Yellow Fox and Cubs, Pilosella caespitosa, is a beautiful and interesting plant that is valued for its medicinal properties and beauty. It is a hardy plant that can survive in rocky and harsh environments, and it is important to protect it from threats such as habitat destruction. Whether you are a gardener or someone interested in herbal medicine, Yellow Fox and Cubs is a plant worth knowing about.

More Information

Yellow Fox and Cubs is also known for its ability to colonize disturbed sites and improve soil stability. Its taproot system can help to prevent soil erosion and improve the quality of the soil. It is also able to grow in areas with poor soil quality and can help to improve the overall health of the ecosystem.

One interesting fact about Yellow Fox and Cubs is that it is considered an invasive species in some areas, such as New Zealand and North America. The plant was introduced to these areas as an ornamental plant, but it has since spread and is now considered a threat to native plant species.

In terms of cultivation, Yellow Fox and Cubs is a relatively easy plant to grow. It prefers well-drained soil and full sun, but it can also grow in partial shade. It is a low-maintenance plant that does not require a lot of watering or fertilizing.

In addition to its medicinal and ornamental uses, Yellow Fox and Cubs also has cultural significance in some areas. For example, in Norway, the plant is associated with midsummer celebrations and is sometimes used to decorate wreaths.

Another interesting aspect of Yellow Fox and Cubs is its taxonomy and genetic diversity. The species has a complex taxonomic history, with many different varieties and subspecies recognized by different authorities. Recent genetic studies have helped to clarify the relationships between different populations of Yellow Fox and Cubs, and have revealed high levels of genetic diversity within the species.

This genetic diversity is important for the long-term survival and adaptation of the species, especially in the face of changing environmental conditions. It also has implications for the conservation and management of the species, as different populations may have unique adaptations or characteristics that are important for their survival.

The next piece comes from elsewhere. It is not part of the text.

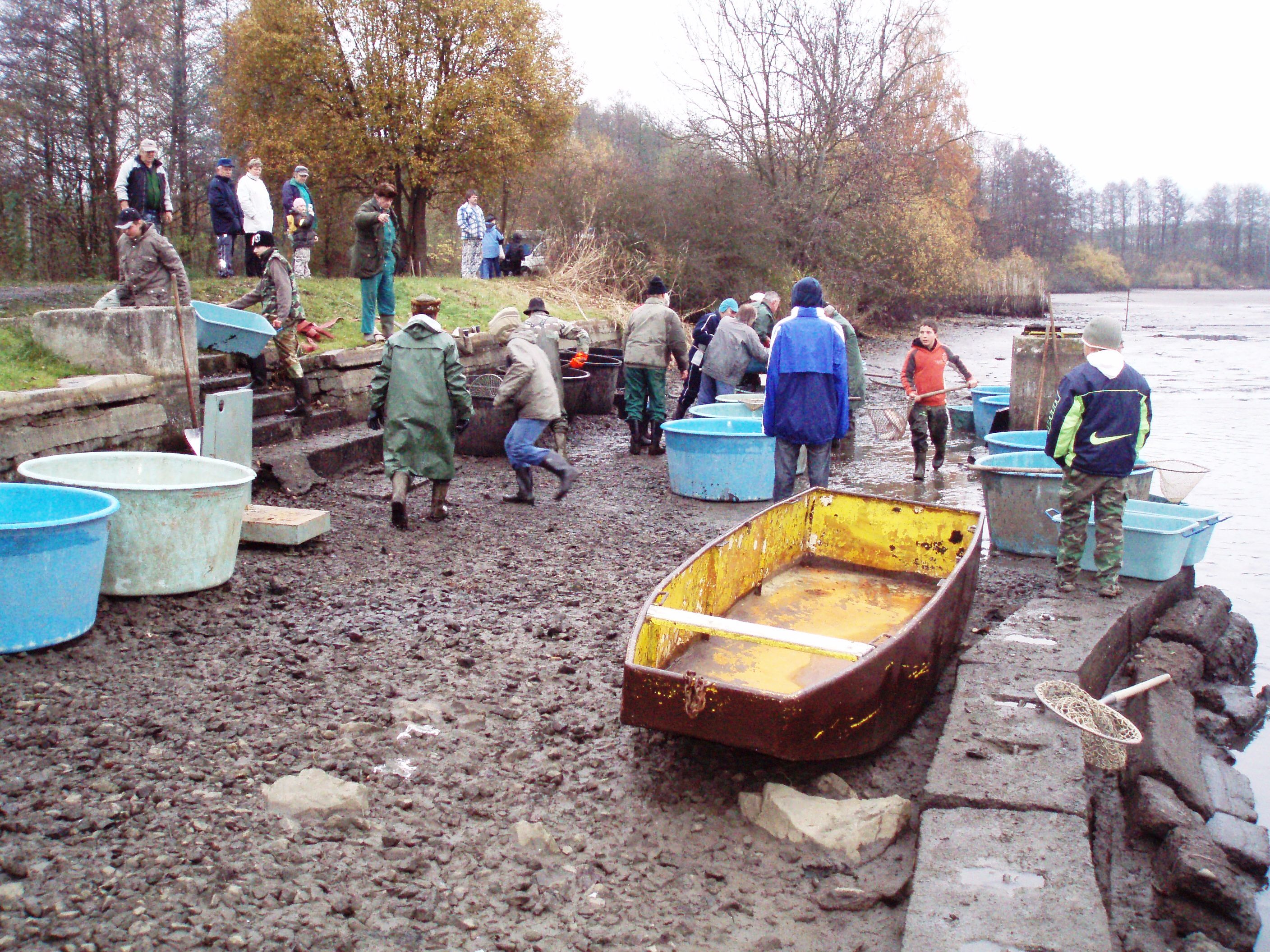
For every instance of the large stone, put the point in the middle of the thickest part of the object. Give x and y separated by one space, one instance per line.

Yellow Fox and Cubs is also an important food source for some animals, including rabbits and deer. The plant's bitter taste and hairy leaves help to deter some herbivores from eating it, but others are able to tolerate these defenses and feed on the plant.

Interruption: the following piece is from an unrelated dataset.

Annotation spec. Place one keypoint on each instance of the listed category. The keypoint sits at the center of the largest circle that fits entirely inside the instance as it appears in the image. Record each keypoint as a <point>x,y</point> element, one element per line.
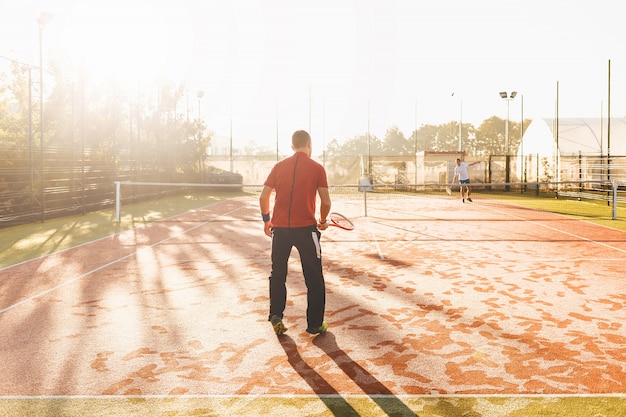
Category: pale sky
<point>339,67</point>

In conclusion, Yellow Fox and Cubs is a fascinating plant with many interesting characteristics and uses. From its medicinal properties to its role in soil stabilization and genetic diversity, this species has much to offer both scientists and nature enthusiasts. However, it is also important to be aware of the potential impacts of introduced populations and habitat destruction, and to work to protect and conserve this valuable plant species.

Distribution Map

Reproduced by kind permission of the BSBI.